Thread: Protected members

@Alaa that is not the correct solution to this problem. un-qualifying the object operation on results in this.show() being executed. It does not execute show() for the object ob. Use of the dot operator is perfectly compatible with inheritance and polymorphism. It is the protected access rules which are causing the compiler error.

Ex.:

package p;
 
public class A
{
    protected void show()
    {
        System.out.println("A.show");
    }
}

// B is not in package p
public class B extends p.A
{
    protected void show()
    {
        System.out.println("B.show");
    }
 
    void doit()
    {
        A a = new A();
        show(); // doesn't call A.show(), this will call this.show(). The wrong message is displayed
    }
 
    public static void main(String[] args)
    {
        A a1 = new A();
        a1.show(); // compiler error, explained below
        A a2 = new B();
        a2.show(); // compiler error, same reason as a1
        B b = new B();
        b.show(); // compiles fine, explained below
    }
}

The reason it fails is described in Section 6.6.2.1 of the Java Language Specifications.

{my note: assume S is not in the same package as C. Otherwise these rules don't apply}

Let C be the class in which a protected member is declared. Access is permitted only within the body of a subclass S of C.

In addition, if Id denotes an instance field or instance method, then:

If the access is by a qualified name Q.Id, where Q is an ExpressionName, then the access is permitted if and only if the type of the expression Q is S or a subclass of S.

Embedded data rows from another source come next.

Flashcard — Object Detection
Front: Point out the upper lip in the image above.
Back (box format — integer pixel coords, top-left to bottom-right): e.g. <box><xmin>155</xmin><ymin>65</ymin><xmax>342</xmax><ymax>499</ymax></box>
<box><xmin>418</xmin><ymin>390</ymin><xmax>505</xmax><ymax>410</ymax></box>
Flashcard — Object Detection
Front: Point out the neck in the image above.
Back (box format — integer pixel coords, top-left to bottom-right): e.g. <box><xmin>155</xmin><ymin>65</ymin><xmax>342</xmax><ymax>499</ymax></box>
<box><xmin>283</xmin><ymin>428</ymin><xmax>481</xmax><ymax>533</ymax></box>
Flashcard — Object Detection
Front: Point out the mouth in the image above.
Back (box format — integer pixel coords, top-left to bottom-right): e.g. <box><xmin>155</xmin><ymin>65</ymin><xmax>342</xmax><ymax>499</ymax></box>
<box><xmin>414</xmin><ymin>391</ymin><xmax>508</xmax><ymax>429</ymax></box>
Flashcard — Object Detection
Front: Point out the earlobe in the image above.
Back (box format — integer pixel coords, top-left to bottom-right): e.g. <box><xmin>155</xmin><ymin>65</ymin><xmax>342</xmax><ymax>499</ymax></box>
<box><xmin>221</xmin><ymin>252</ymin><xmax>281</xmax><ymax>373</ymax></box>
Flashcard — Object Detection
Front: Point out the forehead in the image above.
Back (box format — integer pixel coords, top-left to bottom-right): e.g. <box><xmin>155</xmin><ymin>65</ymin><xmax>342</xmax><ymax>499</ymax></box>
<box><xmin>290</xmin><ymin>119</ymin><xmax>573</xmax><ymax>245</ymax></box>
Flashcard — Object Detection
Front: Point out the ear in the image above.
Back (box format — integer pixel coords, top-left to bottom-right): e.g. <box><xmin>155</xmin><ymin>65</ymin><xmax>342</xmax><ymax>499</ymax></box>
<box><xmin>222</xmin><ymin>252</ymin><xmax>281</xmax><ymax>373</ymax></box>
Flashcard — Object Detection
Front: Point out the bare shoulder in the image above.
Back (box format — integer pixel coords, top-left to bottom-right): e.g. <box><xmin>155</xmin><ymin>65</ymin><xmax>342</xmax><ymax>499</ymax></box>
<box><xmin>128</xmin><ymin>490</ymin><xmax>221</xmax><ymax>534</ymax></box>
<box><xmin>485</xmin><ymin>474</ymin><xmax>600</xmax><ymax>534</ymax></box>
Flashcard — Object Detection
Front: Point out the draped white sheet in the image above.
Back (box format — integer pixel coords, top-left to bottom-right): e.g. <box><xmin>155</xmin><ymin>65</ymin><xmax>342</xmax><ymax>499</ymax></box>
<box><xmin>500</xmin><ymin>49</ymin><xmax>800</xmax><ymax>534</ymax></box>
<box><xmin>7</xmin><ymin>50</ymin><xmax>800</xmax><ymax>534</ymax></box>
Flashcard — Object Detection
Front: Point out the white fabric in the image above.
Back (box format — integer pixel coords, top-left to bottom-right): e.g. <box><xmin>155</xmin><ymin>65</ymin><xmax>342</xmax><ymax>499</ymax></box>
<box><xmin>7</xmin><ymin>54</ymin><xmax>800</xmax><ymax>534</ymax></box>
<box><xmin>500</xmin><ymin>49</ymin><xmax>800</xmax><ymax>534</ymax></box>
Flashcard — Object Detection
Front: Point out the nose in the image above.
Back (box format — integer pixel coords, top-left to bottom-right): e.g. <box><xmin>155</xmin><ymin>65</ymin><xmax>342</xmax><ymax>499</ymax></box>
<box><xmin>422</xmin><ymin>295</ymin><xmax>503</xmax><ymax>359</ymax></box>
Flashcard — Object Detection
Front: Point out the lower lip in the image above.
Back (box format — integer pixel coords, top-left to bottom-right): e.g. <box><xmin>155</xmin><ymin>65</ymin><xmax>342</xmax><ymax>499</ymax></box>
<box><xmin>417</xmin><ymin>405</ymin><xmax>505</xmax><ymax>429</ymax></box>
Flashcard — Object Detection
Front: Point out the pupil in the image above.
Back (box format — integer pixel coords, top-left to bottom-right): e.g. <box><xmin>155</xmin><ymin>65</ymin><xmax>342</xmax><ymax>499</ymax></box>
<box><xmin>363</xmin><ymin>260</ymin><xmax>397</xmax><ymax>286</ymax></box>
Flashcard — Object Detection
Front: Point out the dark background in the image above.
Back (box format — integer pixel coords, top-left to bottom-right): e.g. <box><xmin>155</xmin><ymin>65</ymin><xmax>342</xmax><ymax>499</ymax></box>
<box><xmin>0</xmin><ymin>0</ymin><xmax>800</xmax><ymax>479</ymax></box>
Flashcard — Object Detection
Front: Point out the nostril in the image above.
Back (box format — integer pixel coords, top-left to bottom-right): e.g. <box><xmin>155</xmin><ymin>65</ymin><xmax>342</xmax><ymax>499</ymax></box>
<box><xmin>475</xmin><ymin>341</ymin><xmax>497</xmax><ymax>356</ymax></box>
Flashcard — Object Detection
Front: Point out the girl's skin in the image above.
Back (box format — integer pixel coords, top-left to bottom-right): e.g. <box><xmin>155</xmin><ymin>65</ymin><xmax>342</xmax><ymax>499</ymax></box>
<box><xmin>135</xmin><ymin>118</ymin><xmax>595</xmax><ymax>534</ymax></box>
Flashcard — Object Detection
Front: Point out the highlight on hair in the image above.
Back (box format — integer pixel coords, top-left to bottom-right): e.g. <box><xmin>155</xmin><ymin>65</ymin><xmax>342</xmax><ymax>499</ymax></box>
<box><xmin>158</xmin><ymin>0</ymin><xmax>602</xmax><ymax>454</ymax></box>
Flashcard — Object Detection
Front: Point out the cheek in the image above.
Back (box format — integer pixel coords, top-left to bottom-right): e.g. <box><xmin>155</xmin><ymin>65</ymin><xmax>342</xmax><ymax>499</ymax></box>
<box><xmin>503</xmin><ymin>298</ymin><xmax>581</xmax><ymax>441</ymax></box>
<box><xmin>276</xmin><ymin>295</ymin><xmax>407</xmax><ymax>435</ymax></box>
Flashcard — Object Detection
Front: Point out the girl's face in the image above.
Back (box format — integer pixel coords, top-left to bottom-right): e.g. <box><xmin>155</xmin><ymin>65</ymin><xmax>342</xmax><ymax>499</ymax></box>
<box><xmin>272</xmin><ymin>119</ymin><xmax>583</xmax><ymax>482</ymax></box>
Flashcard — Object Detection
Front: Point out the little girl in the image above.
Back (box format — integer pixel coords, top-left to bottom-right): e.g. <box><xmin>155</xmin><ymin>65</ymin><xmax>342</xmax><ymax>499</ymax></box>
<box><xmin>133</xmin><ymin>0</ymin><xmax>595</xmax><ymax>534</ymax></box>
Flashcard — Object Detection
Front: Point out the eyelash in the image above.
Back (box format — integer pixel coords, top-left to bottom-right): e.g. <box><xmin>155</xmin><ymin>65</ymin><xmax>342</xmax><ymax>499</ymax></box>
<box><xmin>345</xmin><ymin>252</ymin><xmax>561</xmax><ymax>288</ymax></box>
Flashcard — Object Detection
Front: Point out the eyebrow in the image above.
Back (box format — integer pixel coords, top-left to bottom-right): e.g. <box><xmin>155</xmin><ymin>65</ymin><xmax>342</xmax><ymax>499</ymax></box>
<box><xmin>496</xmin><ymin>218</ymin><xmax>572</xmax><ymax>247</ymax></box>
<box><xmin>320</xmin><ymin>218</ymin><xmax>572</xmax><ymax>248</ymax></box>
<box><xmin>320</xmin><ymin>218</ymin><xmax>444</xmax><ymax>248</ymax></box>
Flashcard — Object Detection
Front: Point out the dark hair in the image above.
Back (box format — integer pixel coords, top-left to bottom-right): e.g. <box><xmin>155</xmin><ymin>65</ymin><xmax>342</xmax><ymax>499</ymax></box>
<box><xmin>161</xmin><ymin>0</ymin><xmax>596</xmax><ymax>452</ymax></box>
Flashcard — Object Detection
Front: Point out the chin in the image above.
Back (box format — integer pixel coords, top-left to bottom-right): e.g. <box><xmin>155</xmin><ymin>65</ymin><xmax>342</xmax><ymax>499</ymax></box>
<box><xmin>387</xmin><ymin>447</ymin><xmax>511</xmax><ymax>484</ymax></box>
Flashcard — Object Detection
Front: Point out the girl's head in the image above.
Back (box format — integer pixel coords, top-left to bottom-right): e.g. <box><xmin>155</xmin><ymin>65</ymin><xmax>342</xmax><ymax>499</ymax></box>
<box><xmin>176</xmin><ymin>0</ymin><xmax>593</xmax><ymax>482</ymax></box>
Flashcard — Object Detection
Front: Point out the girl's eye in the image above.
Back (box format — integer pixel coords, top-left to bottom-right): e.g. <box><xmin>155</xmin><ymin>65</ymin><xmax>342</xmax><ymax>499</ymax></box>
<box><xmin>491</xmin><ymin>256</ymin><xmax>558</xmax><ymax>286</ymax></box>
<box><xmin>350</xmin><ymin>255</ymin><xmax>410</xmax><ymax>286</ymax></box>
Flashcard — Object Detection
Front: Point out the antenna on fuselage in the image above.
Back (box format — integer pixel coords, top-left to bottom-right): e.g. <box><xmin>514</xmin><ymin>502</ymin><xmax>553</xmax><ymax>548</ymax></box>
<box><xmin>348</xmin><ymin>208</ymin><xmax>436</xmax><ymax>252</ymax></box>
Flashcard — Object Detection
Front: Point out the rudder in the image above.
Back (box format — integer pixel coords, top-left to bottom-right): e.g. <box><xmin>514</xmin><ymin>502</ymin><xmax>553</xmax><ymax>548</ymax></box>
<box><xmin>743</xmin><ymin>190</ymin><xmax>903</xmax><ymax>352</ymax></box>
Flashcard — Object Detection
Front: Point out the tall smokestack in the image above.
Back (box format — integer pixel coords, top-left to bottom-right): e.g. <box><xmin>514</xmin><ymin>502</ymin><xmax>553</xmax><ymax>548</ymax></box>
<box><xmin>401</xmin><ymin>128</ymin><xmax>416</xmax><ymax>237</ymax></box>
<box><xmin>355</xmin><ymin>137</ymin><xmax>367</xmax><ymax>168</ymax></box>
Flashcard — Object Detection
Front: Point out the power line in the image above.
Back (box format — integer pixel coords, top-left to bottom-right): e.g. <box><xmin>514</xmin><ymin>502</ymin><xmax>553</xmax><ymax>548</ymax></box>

If the access is by a field access expression E.Id, where E is a Primary expression, or by a method invocation expression E.Id(. . .), where E is a Primary expression, then the access is permitted if and only if the type of E is S or a subclass of S.

These rules specify that in class B, it can only access protected members of A if the expression has a type B or a subclass of B.

In your code, the type of ob is not a B, it is type A. Thus it is not allowed to access the protected member A.show(). However, if the type is B or a subclass of B, then it is allowed access. ob1 is type B, thus this compiles just fine.

Additionally, calling this.show() (or the short version show()) will compile fine because this is of type B.

@syedbhai

That is perfectly legal because it invokes the super method show with type B (this is of type B). However, the object called with is still this, not a newly created ob object.

There is no way to access/expose a protected member in a super class C from a sub-class S (assuming S is not in the same package as C) unless the object we're operating on is guaranteed to be an S or a subclass of S.

The best solution is to take advantage of the package rule for protected access and move the class B into the same package as A, or give more details on what the OP wants to do. There might be some intrinsic interface design issues which could be solved differently and avoid the problem to begin with.

@divcret protected is a superset of default. Access is allowed from subclasses even if they aren't in the same package. There's just a caveat as I noted above that you have to operate on the subclass (or a child of the subclass), not the base class.